A study carried out at the Irish University of Maynooth suggests that gratitude will help you and your family react with less stress AND recover more quickly from stress. Specifically, gratitude predicted lower systolic blood pressure in response to a stress arousing experience in this study. A lower systolic blood pressure contributes to a lower risk of stroke or heart attack. In other words, if you want a family that manages stress more effectively and recovers more quickly from stressful events, make gratitude a daily practice in your family. If you’re not sure how to make gratitude a daily practice, here are three ideas to get you started.
- Start a gratitude photo album on your phone. Every day, take a picture of something for which you are grateful. In fact, take two or three photos a day of things for which you are grateful. Store them on your phone in an album entitled “Grateful.” When you’re feeling blue or stressed, flip through the photos.

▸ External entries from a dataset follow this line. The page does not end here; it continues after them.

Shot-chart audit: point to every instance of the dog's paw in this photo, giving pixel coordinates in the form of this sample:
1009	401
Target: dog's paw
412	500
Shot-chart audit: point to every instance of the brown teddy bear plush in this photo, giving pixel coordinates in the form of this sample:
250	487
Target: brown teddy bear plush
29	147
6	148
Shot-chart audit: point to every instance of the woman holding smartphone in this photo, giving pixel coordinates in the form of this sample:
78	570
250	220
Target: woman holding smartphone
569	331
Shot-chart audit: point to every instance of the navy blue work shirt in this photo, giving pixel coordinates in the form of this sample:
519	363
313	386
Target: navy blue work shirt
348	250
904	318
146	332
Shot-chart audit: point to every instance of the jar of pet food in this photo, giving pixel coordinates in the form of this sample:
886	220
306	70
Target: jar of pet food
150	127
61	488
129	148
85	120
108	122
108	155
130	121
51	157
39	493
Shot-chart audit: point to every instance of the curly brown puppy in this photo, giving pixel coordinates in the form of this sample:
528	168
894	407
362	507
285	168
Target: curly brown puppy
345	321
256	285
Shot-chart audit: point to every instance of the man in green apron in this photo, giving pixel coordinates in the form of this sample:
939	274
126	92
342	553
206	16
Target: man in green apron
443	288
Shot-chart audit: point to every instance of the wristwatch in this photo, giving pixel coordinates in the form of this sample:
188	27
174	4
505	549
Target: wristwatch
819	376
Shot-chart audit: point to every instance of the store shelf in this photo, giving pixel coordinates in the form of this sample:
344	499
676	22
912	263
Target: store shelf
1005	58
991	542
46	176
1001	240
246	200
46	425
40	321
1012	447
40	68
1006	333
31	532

While you’re at it, randomly share a photo of gratitude with your family. Share your gratitude pics anytime you feel the urge. They will be your “random expressions of gratitude.”

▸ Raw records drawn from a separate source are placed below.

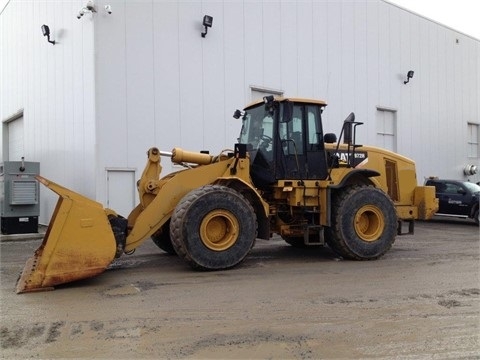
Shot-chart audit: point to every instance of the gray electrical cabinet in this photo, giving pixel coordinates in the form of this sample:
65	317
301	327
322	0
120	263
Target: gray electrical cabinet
19	197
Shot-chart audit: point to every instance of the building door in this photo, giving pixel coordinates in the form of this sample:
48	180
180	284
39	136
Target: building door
14	147
387	128
121	190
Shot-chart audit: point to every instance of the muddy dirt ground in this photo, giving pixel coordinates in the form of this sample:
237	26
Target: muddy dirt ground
421	300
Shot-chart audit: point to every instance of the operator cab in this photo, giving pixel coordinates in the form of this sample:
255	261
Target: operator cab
285	140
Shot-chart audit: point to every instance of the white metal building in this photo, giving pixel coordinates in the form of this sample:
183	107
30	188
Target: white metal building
114	84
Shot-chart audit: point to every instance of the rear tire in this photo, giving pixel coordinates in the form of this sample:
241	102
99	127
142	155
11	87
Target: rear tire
364	223
213	228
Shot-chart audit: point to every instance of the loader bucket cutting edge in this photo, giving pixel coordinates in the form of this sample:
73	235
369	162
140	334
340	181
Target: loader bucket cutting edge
79	243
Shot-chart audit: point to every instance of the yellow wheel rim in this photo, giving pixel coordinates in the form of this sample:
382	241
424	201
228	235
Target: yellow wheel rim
219	230
369	223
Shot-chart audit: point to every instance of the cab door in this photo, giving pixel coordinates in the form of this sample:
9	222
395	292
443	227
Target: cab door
301	143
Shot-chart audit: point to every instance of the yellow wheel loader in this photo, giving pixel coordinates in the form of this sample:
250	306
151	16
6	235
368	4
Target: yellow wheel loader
284	176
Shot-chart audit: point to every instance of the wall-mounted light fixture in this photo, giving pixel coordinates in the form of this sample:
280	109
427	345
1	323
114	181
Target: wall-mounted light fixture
470	170
207	22
239	114
409	76
88	8
46	32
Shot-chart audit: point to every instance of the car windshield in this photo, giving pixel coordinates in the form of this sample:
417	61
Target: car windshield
472	186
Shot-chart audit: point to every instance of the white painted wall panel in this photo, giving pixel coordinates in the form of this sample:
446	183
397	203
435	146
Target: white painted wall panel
54	84
150	79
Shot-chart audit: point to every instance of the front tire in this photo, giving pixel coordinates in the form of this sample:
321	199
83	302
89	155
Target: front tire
364	223
213	228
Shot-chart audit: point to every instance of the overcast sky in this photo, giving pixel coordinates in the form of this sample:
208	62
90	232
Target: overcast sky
461	15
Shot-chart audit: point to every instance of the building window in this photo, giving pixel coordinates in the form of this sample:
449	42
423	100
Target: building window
472	142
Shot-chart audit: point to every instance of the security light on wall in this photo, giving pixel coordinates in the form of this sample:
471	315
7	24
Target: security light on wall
46	32
409	76
88	8
207	22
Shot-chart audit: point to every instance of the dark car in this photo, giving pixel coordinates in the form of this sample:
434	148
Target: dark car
457	198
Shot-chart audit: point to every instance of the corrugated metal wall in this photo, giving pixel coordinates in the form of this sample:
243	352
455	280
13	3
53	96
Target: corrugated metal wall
54	86
157	82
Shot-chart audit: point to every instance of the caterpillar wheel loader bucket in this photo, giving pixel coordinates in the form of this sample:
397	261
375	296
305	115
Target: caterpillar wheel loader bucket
79	243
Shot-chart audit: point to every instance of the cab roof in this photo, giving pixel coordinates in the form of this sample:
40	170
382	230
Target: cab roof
292	99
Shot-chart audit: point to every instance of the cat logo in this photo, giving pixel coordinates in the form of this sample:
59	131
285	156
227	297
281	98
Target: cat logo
360	158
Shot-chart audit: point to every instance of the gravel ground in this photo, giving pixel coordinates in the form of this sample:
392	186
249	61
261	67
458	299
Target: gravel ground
421	300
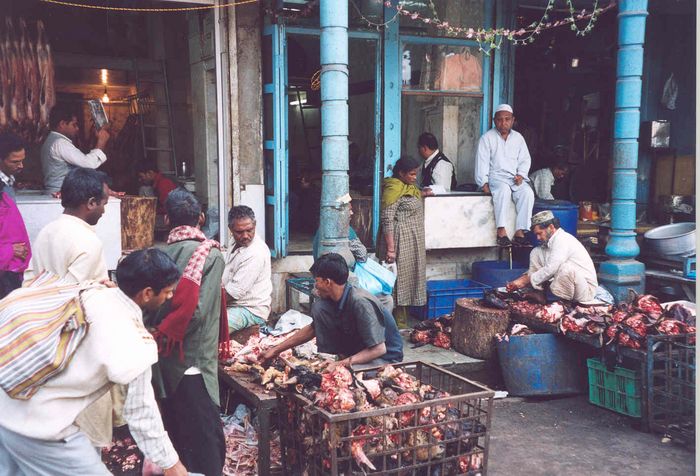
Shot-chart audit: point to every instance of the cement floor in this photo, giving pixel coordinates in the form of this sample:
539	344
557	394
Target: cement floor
568	436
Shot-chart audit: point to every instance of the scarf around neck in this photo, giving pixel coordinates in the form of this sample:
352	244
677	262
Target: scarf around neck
171	331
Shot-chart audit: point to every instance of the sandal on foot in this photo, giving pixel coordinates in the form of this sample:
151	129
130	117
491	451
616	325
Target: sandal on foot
503	242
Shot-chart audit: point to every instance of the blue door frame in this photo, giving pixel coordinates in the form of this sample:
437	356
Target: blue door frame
279	198
387	113
279	144
392	78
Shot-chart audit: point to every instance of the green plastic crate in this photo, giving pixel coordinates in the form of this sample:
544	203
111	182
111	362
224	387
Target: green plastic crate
618	391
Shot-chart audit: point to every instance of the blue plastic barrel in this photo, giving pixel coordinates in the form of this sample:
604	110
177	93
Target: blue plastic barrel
541	364
496	273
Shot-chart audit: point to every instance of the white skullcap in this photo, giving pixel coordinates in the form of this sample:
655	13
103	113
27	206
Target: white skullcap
503	107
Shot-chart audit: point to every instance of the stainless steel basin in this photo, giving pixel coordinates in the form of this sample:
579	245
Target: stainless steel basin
677	239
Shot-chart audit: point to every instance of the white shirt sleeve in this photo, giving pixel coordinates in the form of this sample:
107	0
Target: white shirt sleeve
556	256
524	160
442	175
65	150
483	161
145	424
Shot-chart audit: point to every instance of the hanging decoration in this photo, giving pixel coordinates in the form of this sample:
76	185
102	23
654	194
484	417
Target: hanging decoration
27	91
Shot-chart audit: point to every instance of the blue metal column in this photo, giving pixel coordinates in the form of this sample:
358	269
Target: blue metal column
334	128
392	90
621	272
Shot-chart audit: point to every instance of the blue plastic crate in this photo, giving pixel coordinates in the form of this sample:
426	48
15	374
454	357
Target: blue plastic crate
442	295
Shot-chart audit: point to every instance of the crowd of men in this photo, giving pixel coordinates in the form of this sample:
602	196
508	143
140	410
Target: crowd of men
150	356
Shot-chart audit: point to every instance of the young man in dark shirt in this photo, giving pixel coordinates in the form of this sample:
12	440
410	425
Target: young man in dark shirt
348	321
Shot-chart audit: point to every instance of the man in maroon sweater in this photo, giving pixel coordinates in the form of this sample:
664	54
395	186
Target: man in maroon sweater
150	176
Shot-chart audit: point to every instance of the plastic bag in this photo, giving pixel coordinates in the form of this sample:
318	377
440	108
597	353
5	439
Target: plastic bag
670	93
374	278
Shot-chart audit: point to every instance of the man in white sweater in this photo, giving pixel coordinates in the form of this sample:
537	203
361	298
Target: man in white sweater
39	435
247	276
68	246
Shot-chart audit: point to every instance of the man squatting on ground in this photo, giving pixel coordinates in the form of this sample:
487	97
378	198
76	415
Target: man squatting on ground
561	263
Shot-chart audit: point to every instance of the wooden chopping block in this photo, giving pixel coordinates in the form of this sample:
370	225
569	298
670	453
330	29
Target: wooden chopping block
475	327
243	335
138	221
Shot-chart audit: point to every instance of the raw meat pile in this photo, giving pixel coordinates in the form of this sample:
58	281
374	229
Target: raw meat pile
433	331
122	457
27	90
340	391
627	324
242	452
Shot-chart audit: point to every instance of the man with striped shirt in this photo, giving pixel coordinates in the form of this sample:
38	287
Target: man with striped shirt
39	435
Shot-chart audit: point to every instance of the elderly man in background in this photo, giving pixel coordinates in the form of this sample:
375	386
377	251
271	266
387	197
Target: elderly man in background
58	153
247	277
502	167
15	250
12	154
561	263
543	180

- Engage in intentional expressions of gratitude as well. Intentionally watch for opportunities to express gratitude to your spouse, your children, and your parents. Obviously, you can thank them for the extraordinary things they do. However, make it a point to thank them for the mundane as well—like doing the laundry, cleaning their room, playing quietly, watching a movie with you, doing their chores. Don’t stop with your family. Thank the clerk at the checkout counter, your postal worker, the guy who holds the door for you, your waiter…. You get the idea. Offer thanks every chance you get. Not only will you enjoy the benefits of gratitude, you’ll be modeling a lifestyle of gratitude for your children as well.
- End the day with gratitude. Each evening take time to review your day and write down three things for which you are grateful. Push yourself to think of something different every day. It will be easy at first, but you’ll soon find yourself thinking more deeply to identify things for which you are grateful. You’ll begin to see a whole new world of gratitude open up as you dig deep to find those things for which you can give thanks.
As you and your family develop the practice of giving thanks, you’ll discover that family stress decreases. You’ll also learn that when stress does arise, you manage it better and recover more quickly. And that is something to be thankful for.